Sab 25 Ago 2012
I politi e i critici sono cani da tartufo
Quando finalmente ritrova il suo amico lo trova in preda a una grottesca ossessione: ha ripreso centinaia di ore di pellicola della città di Lisbona, puntando la macchina dietro le spalle per non vedere le immagini mentre gira. È arrivato alla conclusione che l’occhio del fotografo rovina le immagini, le rende false e contaminate.

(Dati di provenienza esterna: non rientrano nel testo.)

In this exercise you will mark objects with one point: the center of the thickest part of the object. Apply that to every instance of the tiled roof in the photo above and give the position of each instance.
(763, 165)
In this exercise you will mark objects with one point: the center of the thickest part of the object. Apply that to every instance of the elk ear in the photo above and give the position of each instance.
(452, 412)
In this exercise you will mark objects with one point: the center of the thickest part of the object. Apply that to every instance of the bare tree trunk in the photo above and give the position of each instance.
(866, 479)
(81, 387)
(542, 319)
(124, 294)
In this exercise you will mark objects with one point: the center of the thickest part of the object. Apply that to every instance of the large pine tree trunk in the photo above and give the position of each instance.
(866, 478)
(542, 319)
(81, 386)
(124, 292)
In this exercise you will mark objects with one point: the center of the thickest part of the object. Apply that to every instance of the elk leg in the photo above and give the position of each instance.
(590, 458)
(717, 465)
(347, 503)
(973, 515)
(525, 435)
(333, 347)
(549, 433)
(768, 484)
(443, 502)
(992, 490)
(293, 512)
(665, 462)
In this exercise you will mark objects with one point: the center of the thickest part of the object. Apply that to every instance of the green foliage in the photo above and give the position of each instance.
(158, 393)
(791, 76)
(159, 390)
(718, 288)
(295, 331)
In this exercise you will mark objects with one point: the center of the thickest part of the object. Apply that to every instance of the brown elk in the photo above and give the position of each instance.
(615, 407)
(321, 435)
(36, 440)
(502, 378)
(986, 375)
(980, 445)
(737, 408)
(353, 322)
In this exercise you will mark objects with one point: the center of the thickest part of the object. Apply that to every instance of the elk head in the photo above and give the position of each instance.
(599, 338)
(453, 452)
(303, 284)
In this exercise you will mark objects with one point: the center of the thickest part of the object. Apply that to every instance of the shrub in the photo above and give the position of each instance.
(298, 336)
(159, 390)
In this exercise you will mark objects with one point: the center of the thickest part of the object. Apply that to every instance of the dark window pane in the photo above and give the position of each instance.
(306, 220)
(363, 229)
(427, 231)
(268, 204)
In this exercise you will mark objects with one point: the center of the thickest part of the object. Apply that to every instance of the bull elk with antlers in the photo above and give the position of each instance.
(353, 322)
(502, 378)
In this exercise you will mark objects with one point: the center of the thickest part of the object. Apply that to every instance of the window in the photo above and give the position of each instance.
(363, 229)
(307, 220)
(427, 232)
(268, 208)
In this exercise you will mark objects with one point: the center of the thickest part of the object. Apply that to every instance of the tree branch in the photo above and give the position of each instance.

È così In questo modo c’è la possibilità di un minimo di comprensione di quanto stia accadendo al nostro sistema storico contemporaneo. La critica ha perso il suo senso e resta solo un alone sporco di un ruolo e di una funzione che in passato ha costruito, nel bene e nel male, livelli di società qualificate. La mancanza del giudizio di valore apre solo il diaframma sull’inquadratura di giovani personaggi capaci di adoperarsi male, privi di etica e di principi costruttivi, anche ideologici che comunque anche negli anni di piombo fungevano da strumento riflessivo e analitico per il divenire, e che nel qui e ora, se esiste ancora o ancora si può usare una banalità intercalante della lingua con questi suoni, se applicati a una regione a totalitarismo provinciale senza coscienza scientifica, o appagante sul filo di una limitata conoscenza della storia dell’arte, crea danno irreversibile a cui nessun dio, monocratico o diffuso, può rimediare. Siamo a dire un territorio che ha storia agricola come etnoantropologia richiede, fabbricato di conoscenze fuori dal pensiero astratto che è entità capace di elevare il senso di vita ai valori della progettualità e dello spirito che necessariamente il progetto veicola. Sono questi luoghi carichi di genius loci potenti nell’agire o nel far agire, ma mancanti totalmente dell’archivio evolutivo scatenato dal ‘900 con la immissione lacerante nel sistema accademico della psicologia o di quella disciplina che accosta e modella l’antica maniera classica di disputare, dall’ellenico in su, punti di vista analitici attraverso le filosofie e i pensatori di ogni epoca e tempo.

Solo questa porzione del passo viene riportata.